What Is the Fourier Transform?

Intuition and Mathematical Framing

• Many comments center on the idea that a signal is a linear combination of basis functions; sine waves are just a convenient orthogonal basis, not uniquely special.
• Several people emphasize the linear algebra view: Fourier transform as a change of basis in an infinite-dimensional vector (Hilbert) space; the integral kernel acts like a “continuous matrix”.
• Sines/complex exponentials are highlighted as eigenfunctions of linear, time-invariant and derivative operators, explaining why they simplify differential equations and physical models.

Band-limiting, Sampling, and Gibbs Phenomenon

• Debate over “every signal can be recreated by sines”: clarification that perfect reconstruction from samples requires band-limiting (Nyquist), but Fourier representations exist more generally, sometimes with infinitely many components and/or infinite duration.
• Distinction between band-limiting/aliasing and Gibbs ringing: commenters note Gibbs arises from rectangular windows / sinc kernels with infinite support, not from band-limiting per se.
• Short-time/windowed Fourier transforms (STFT) are discussed as the practical answer for streaming/time-local analysis, with trade-offs between time and frequency resolution.

Fourier, Quantum Mechanics, and Physics

• Position and momentum in quantum mechanics are noted as a Fourier pair; Heisenberg uncertainty is seen as a bandwidth–duration trade-off.
• Some speculative discussion links Planck scales and the universe’s finite extent to Fourier limits, flagged as “fun to think about,” not settled physics.
• More generally, many real-world systems are governed by differential equations and often oscillatory, making Fourier analysis natural and pervasive.

Fourier vs. Laplace, Wavelets, and Other Transforms

• Multiple comments argue Laplace and z-transforms are under-popularized despite being heavily used in control theory and EE; Laplace is viewed as more specialized with nicer convergence in some cases.
• Wavelets are discussed as better for non-stationary signals and certain applications, but with a narrower niche, sometimes displaced by modern ML.
• Mentions of fractional Fourier, linear canonical transforms, generating functions, and Lomb–Scargle periodograms broaden the transform “family tree”.

Applications, Compression, and Sparsity

• Uses cited include signal processing, analog electronics, control, image/audio/video compression (JPEG/DCT, MP3), OFDM, manga downscaling, color e-ink, Amazon rating heuristics, and astrophysics.
• Disagreement over “removing high frequencies doesn’t drastically change images”: one side says it produces noticeable blurring; others respond that perceptual coding mainly discards detail humans perceive weakly (especially chroma).
• Several note that many real-world signals are sparse in frequency space, which explains the power of Fourier-based compression and analysis.

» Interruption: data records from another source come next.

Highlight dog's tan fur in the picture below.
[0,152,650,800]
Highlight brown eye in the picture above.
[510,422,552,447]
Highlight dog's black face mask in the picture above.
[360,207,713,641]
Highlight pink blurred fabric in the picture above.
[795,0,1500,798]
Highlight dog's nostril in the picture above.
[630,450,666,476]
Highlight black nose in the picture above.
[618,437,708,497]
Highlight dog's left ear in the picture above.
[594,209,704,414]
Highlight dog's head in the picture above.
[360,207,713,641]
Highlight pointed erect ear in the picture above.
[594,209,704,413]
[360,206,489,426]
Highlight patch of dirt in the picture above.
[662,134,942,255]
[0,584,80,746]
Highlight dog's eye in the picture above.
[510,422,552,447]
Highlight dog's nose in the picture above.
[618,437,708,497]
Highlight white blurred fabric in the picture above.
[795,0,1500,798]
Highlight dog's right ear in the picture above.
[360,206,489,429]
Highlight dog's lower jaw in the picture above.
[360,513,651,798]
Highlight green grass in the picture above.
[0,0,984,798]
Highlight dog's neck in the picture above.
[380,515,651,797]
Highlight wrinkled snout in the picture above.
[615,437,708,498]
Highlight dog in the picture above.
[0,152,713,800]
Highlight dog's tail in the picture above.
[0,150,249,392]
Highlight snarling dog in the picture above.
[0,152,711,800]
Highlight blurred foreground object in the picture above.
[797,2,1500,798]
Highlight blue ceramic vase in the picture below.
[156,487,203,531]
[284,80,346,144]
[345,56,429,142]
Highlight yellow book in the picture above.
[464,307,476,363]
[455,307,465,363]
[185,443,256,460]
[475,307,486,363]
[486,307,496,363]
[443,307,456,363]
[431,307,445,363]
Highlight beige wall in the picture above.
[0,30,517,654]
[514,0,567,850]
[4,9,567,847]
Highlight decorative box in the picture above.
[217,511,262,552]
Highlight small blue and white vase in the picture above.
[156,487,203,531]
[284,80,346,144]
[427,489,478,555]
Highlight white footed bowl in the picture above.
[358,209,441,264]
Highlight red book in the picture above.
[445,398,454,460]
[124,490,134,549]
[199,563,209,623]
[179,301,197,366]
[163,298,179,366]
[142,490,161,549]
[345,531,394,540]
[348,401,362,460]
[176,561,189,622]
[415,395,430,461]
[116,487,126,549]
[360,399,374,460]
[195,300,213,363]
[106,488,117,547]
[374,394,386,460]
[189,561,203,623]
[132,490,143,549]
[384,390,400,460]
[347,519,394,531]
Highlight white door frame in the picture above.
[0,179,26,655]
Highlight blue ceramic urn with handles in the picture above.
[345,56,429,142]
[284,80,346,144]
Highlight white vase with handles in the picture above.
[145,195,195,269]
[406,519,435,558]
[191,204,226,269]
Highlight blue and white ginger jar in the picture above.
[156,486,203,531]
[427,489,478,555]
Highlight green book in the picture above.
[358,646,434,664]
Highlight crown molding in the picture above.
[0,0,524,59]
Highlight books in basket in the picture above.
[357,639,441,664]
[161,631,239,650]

Learning, Teaching, and Resources

• Strong recommendations for visual/interactive explanations: 3Blue1Brown, BetterExplained, MIT Signals & Systems lectures, explorable Fourier demos, various personal visualizations and tools.
• Some criticism that the article (and some videos) show what the FT does but not deeply why it works or how one might have invented it.
• Anecdotes from engineering education: heavy manual transform work pre-CAS, and regret from some software engineers who dismissed algebra/analysis as “useless” but later saw its relevance.